Voor de projecten waarbij appellante gebruik maakt van PCR-technologie (projecten 01a, eerst deel, 02 , 04 en 12), is verweerder van opvatting dat deze technologie is ontwikkeld door derden, en dat in het bedrijf van appellante voornamelijk aanpassing van de technologie plaatsvindt ten behoeve van een betere inpassing in het productieproces van appellantes bedrijf. Gelet op de stukken en het verhandelde ter zitting is het College van oordeel dat appellante bedoelde technologie heeft verfijnd, ten einde te komen tot een betere kwaliteitsborging in het productieproces van planten. Daarbij heeft appellante echter geen zodanige elementen aan de technologie toegevoegd dat kan worden gesproken van een technisch nieuw fysiek product of productieproces in de zin van artikel 1, eerste lid, onder n, WVA. Hieraan doet niet af dat appellante door het gebruik van deze technologie beter in staat is te onderkennen in welke gevallen en situaties planten gevoelig zijn of worden voor ziekten, en daardoor in staat is het productieproces te optimaliseren. Dit onderkennen als zodanig kan niet worden gekenmerkt als speur- en ontwikkelingswerk in de zin van de WVA. Hieruit volgt dat verweerder terecht de aanvraag heeft afgewezen op grond van artikel 1, onder d, van de Wijzigingsregeling.

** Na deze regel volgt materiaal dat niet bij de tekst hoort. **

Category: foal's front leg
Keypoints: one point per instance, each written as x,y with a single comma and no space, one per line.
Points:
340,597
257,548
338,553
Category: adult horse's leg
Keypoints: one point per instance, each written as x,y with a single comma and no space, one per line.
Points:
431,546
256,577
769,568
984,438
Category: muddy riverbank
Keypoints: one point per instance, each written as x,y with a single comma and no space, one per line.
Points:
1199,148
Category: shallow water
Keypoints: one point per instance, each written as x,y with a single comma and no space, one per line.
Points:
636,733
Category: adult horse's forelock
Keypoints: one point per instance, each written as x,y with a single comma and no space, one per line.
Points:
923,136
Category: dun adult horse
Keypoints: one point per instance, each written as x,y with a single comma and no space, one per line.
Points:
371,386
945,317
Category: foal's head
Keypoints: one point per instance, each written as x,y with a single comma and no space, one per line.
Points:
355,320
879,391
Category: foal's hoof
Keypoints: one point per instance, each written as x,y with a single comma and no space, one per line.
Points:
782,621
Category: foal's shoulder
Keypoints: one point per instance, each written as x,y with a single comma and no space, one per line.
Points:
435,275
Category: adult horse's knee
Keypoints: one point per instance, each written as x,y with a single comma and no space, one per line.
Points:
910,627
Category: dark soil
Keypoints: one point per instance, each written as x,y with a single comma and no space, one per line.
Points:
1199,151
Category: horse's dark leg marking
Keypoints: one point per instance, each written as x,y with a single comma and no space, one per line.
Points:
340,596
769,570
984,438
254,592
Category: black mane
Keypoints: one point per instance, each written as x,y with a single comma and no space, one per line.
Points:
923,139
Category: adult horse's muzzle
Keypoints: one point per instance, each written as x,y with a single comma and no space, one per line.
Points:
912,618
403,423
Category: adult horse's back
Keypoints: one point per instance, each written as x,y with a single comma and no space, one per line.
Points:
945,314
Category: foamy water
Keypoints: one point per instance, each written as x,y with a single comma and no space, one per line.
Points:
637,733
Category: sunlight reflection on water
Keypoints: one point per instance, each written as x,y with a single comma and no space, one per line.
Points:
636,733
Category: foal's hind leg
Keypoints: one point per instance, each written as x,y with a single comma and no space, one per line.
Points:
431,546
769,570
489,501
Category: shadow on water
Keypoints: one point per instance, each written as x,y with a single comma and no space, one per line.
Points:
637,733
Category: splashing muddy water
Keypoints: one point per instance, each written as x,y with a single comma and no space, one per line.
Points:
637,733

5.2 Met betrekking tot de projecten 1a, tweede deel, en 8 is het College van oordeel dat verweerder de aanvraag op grond van artikel 1, onder q, Wijzigingsregeling heeft kunnen afwijzen, omdat appellante onvoldoende aannemelijk heeft kunnen maken dat het speur- en ontwikkelingswerk is gericht op technisch nieuwe producten, te weten nieuwe methoden om de betrokken planten en genotypen daarvan te vermeerderen of te regenereren. Het College neemt daarbij in aanmerking dat appellante weliswaar een veelheid aan informatie ter zake heeft verschaft aan verweerder, maar dat daaruit onvoldoende blijkt in hoeverre de voorgenomen werkzaamheden betrekking hebben op de ontwikkeling van nieuwe methoden voor vermeerdering en regeneratie. In dat verband acht het College van belang, zoals appellante heeft zelf naar voren gebracht, dat wordt aangesloten bij bestaande protocollen, en dat aan de hand daarvan wordt bezien in hoeverre deze protocollen aanpassing of wijziging behoeven voor het vermeerderen of regenereren van (het betrokken genotype van) de plant. Onder die omstandigheden kan verweerder zonder precieze en concrete informatie omtrent het uit te voeren onderzoekswerk niet beoordelen of sprake is van technisch nieuwe ontwikkelingen, dan wel dat hij te maken heeft met een variatie op een bestaande techniek of methode. Hieruit volgt dat verweerder deze projecten terecht niet heeft gehonoreerd.
5.3 Gelet op het voorgaande is het beroep ongegrond. De vordering van schadevergoeding wordt afgewezen.
5.4 Het College ziet geen aanleiding voor een vergoeding van proceskosten op voet van artikel 8:75 Awb.
6. De beslissing
Het College verklaart het beroep ongegrond.
Aldus gewezen door mr. A.J.C. de Moor-van Vugt, mr. H.C. Cusell en mr. M. van Duuren, in tegenwoordigheid van mr. P.M. Beishuizen als griffier, en uitgesproken in het openbaar op 14 februari 2006.